La llamada "desclasificación de los papeles del 23F", que ni ha sido completa ni son del 23 de febrero de 1981, sino del 27 de octubre de 1982, año y medio después, comentando el 23F.

La llamada "desclasificación de los papeles del 23F", que ni ha sido completa ni son del 23 de febrero de 1981, sino del 27 de octubre de 1982, año y medio después, comentando el 23F.
Cordon Press

Cuando Quevedo escribió su Genealogía de los modorros no podía saber que adivinaba el periodismo español del siglo XXI. Las tres familias de esta especie son los necios, los majaderos y los modorros, propiamente hablando. A los necios hay que estudiarlos para ver lo que dan de sí; a los majaderos, menos, porque pronto se delatan; y a los modorros, basta verlos. Ejemplo actualísimo de modorro, sería David Uclés, "El tonto´la boina".

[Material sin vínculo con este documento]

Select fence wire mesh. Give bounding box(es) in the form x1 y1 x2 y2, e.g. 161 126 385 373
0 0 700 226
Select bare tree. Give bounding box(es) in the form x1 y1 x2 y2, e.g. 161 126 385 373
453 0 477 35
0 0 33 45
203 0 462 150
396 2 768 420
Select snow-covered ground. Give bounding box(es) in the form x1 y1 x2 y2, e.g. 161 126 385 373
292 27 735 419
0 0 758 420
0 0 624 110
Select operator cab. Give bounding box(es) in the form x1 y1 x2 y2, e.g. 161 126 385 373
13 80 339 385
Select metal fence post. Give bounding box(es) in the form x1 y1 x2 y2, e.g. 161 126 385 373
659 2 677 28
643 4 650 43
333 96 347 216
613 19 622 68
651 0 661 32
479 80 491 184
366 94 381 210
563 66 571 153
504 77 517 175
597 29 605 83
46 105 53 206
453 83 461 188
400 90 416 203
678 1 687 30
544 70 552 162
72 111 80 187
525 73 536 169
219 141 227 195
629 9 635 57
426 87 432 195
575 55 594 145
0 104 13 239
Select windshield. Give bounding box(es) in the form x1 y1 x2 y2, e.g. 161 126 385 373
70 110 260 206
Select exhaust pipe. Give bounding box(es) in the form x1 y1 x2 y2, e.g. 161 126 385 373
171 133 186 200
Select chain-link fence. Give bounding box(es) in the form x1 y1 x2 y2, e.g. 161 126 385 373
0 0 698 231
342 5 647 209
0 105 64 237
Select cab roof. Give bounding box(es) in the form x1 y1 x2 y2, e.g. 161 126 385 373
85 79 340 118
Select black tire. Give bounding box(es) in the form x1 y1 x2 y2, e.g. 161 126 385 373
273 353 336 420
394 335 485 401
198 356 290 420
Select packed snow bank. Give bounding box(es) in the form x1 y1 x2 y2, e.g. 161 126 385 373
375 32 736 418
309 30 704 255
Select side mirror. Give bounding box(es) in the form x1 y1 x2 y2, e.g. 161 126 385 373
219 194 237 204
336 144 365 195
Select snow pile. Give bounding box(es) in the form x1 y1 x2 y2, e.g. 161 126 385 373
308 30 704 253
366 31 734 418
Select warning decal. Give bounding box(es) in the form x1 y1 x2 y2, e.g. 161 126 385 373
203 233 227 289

La modorrez del periodismo español, con rarísimas excepciones, se ha visto en la forma de leer y valorar la llamada "desclasificación de los papeles del 23F", que ni ha sido completa ni son del 23 de febrero de 1981, sino del 27 de octubre de 1982, año y medio después, comentando el 23F. Se ha atribuido literalmente a "los golpistas del 23F" una frase de uno de los hermanos Crespo Cuspinera, sobre cómo dar un golpe el 27O de 1982, que no fallara como el de Tejero, Milans y Armada, un año antes, y que el error fue "dejar al Borbón libre", no "atarlo y controlarlo", que debería ser "objetivo a batir -sic- y eliminar". "Batir" sería "abatir"; y "eliminar", "asesinar".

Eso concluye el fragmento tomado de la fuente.